Just checked, might have creepy crawlies. What does chlamydia feel like? Not near wireless to consult webMD.
I am literally too baked to press the call button. How am I supposed to bone him?
Just kicked a guy in his penis in order to win a dance contest on Bourbon....desperate.
bro im too drunk for your spanish code words. did you fuck her or not.
Single person behavior: I wanted a cookie but was too lazy to make or go buy any, so I let cookie dough ice cream melt and ate all the chunks. Pantsless.
How was the rest of your night?
A little fuzzy and a lot naked.
I feel like getting drunk at the airport is sort of a rite of passage into adulthood, but maybe i should reserve that occasion for a flight thats not just 1 hr
Chose not to courtesy flush and the CEO huffed the result. I feel powerful.
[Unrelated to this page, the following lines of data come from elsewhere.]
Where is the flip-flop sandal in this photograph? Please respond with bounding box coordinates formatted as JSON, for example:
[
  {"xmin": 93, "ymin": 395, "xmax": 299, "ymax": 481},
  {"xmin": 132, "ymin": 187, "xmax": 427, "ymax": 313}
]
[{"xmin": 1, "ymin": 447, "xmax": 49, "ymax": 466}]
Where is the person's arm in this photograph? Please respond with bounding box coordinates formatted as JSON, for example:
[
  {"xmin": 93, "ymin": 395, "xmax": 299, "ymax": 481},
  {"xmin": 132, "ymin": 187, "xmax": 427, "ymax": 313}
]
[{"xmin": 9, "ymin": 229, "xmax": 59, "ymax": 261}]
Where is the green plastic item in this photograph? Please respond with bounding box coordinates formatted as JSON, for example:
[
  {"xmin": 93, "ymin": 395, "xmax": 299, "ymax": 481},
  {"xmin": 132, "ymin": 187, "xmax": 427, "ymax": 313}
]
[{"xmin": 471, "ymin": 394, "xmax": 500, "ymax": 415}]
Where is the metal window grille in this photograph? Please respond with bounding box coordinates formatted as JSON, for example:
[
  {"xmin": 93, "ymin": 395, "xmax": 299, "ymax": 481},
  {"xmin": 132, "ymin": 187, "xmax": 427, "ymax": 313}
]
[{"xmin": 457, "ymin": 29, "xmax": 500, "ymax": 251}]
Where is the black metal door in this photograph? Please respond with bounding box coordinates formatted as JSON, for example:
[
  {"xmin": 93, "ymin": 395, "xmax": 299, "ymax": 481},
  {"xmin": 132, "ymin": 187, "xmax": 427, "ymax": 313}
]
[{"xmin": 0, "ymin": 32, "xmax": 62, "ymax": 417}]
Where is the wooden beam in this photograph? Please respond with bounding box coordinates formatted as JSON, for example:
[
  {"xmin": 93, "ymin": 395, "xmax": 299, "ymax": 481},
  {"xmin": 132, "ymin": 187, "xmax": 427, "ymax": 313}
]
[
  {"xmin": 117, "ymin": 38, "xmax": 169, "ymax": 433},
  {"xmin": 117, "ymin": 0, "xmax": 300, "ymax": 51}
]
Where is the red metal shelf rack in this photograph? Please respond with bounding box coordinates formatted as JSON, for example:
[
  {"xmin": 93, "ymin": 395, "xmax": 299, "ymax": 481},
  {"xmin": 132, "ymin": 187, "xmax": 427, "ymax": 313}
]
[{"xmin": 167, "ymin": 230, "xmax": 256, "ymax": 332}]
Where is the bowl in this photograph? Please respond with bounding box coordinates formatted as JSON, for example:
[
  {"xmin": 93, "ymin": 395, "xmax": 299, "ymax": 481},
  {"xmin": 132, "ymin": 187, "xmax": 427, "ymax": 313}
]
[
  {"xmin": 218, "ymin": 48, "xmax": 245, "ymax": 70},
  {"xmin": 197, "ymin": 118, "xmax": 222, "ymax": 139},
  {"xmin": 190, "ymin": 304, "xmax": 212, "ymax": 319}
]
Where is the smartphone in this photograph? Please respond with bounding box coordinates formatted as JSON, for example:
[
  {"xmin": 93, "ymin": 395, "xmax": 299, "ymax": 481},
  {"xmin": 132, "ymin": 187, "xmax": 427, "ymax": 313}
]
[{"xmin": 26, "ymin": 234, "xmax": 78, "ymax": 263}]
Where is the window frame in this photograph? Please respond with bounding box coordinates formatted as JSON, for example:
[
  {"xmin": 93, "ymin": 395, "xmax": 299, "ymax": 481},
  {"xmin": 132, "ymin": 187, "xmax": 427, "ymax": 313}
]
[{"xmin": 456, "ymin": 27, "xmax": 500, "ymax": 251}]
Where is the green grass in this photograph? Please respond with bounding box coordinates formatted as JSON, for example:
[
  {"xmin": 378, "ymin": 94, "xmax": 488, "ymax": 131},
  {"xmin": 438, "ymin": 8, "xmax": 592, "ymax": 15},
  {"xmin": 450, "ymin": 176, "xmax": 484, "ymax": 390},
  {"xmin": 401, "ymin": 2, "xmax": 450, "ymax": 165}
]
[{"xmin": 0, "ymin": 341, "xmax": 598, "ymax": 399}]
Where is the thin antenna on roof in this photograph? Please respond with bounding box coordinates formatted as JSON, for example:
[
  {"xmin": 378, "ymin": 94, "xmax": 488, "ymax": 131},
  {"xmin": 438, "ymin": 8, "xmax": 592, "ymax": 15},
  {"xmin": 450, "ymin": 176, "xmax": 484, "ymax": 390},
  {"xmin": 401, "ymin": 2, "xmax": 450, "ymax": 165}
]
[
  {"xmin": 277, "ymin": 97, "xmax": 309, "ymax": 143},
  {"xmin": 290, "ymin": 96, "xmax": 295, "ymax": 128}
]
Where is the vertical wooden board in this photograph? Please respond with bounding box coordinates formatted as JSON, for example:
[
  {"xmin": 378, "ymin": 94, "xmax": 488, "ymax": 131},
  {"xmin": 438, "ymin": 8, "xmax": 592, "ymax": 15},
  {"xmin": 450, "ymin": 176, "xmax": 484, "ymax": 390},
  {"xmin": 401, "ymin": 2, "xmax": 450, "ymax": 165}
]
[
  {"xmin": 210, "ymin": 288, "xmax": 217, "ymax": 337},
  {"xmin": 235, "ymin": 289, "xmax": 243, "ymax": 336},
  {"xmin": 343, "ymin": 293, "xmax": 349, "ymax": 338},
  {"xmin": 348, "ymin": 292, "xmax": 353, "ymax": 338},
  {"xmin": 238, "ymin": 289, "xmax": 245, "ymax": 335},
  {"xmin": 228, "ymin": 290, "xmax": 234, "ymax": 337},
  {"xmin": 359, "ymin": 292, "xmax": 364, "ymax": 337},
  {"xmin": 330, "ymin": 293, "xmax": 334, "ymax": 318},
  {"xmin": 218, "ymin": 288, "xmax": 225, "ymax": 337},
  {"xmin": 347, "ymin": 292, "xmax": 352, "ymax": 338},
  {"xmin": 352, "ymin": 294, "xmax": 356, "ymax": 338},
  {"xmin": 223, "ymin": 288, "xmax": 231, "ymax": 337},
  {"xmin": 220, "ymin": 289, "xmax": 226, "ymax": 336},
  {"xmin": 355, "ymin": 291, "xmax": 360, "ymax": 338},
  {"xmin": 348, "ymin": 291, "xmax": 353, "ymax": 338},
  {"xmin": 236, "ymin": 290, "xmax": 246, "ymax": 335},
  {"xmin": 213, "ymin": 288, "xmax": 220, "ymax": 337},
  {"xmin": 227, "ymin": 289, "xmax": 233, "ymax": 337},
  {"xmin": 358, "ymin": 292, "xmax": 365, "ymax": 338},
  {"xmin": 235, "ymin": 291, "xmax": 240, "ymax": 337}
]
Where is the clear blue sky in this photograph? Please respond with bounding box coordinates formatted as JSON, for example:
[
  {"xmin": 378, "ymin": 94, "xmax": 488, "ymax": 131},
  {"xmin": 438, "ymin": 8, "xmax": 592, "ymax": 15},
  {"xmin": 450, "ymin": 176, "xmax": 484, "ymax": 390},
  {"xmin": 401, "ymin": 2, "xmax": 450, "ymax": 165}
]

Where are you? Your parents are here. Their flight got in early.
Trashy Tequila Tuesdays. Have them meet me here @ the bar.
I'm not sending your parents to see you drunk at a gay bar. What kind of boyfriend do you think I am?
A great one. Entertain them i'll be home soon....... I think
GOIN TO BED BEFORE TEQUILA BLEEDS FROM MY EYEBALLS
My greatest achievement in life thus far is being the go to friend when you have questions about butt plugs.
Do you ever get high and look at your cat and feel like you know them on an intellectual level?
I have this vague feeling that I was involved in a dance off with a homeless man?
He texted "fuck you" before blocking me on all social media. Come to think of it, that's also the last thing my mother said to me. Could it be that I'm the problem?
Dude, I'm sorry if you saw me getting head in my truck last night. My bad.